Cet art de la présentation fait directement écho à l’autre pilier de Deyrolle : la pédagogie. C’est dans cette ambiance de cabinet scientifique que tu retrouveras les célèbres planches pédagogiques Deyrolle. Tu pourras admirer les originaux ou acheter des rééditions. Ces images, qui ont éduqué des générations de Français, n’ont rien perdu de leur charme et de leur clarté. Elles dialoguent parfaitement avec les spécimens qui les entourent. Aujourd’hui, cette tradition se poursuit avec de nouvelles planches sur des enjeux écologiques, comme le changement climatique ou les espèces menacées. Le lieu a tellement de caractère qu’il a séduit de nombreux artistes, dont le cinéaste Woody Allen, qui y a tourné une scène de son film Midnight in Paris.
Conseils pratiques
L’entrée de Deyrolle est entièrement libre et gratuite, et aucune réservation n’est nécessaire : un atout majeur. Tu peux donc décider d’y passer une tête sur un coup de tête, lors d’une balade dans le quartier de Saint-Germain-des-Prés. Si tu cherches la quiétude, vise une visite en semaine, idéalement le mardi matin. Le samedi après-midi est logiquement le moment le plus fréquenté, et l’étroitesse de certaines salles peut rendre la circulation moins agréable. Prévois environ une heure pour explorer l’étage sans te presser, en prenant le temps d’ouvrir les tiroirs et d’observer les détails.
Le parcours est simple. Tu entres dans la boutique de jardinage du rez-de-chaussée, puis tu empruntes le grand escalier sur ta gauche pour monter vers le cabinet de curiosités. Les salles sont en enfilade et la visite se fait de manière très intuitive. Situé dans le 7e arrondissement, ce lieu insolite est une idée de visite parfaite par temps de pluie, car tout se passe en intérieur. C’est aussi une sortie fascinante à faire en famille, qui émerveille souvent les enfants et pique leur curiosité.
Les limites à connaître avant de venir
Le point faible majeur de la Maison Deyrolle est son accessibilité.

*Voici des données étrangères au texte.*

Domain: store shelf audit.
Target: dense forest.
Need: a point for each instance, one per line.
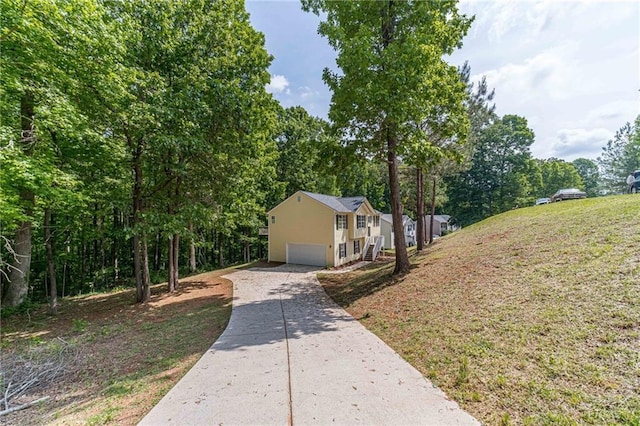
(138, 142)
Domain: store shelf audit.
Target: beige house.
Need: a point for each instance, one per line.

Disons-le clairement : le lieu est totalement inaccessible aux personnes en fauteuil roulant. La collection se trouve au premier étage et le seul moyen d’y accéder reste un grand escalier ancien en colimaçon. Il n’y a aucun ascenseur, ce qui rend la visite impossible pour les personnes à mobilité réduite. C’est une contrainte essentielle à connaître avant de prévoir ta venue.
Sache aussi que la vue d’animaux naturalisés peut heurter la sensibilité de certains visiteurs, y compris des enfants. Même si l’approche est scientifique et que les animaux sont présentés avec beaucoup de soin, l’expérience peut être troublante. Enfin, ne t’attends pas à un musée moderne. Deyrolle est un lieu de contemplation, figé dans une esthétique du XIXe siècle. Il n’y a aucun dispositif interactif, écran tactile ou animation. C’est ce qui fait son charme, mais cela peut aussi dérouter les plus jeunes enfants, habitués à des expériences plus dynamiques.
Pourquoi je te le conseille
Je te conseille cette visite pour l’impression singulière qu’elle te laissera : celle d’entrer dans un monde secret en plein Paris. Tu y vivras une plongée dans l’imaginaire des grands explorateurs et naturalistes du XIXe siècle. Deyrolle est un lieu poétique. Il interroge notre rapport à la nature, à la science et à la beauté, et te donnera sans doute matière à réflexion.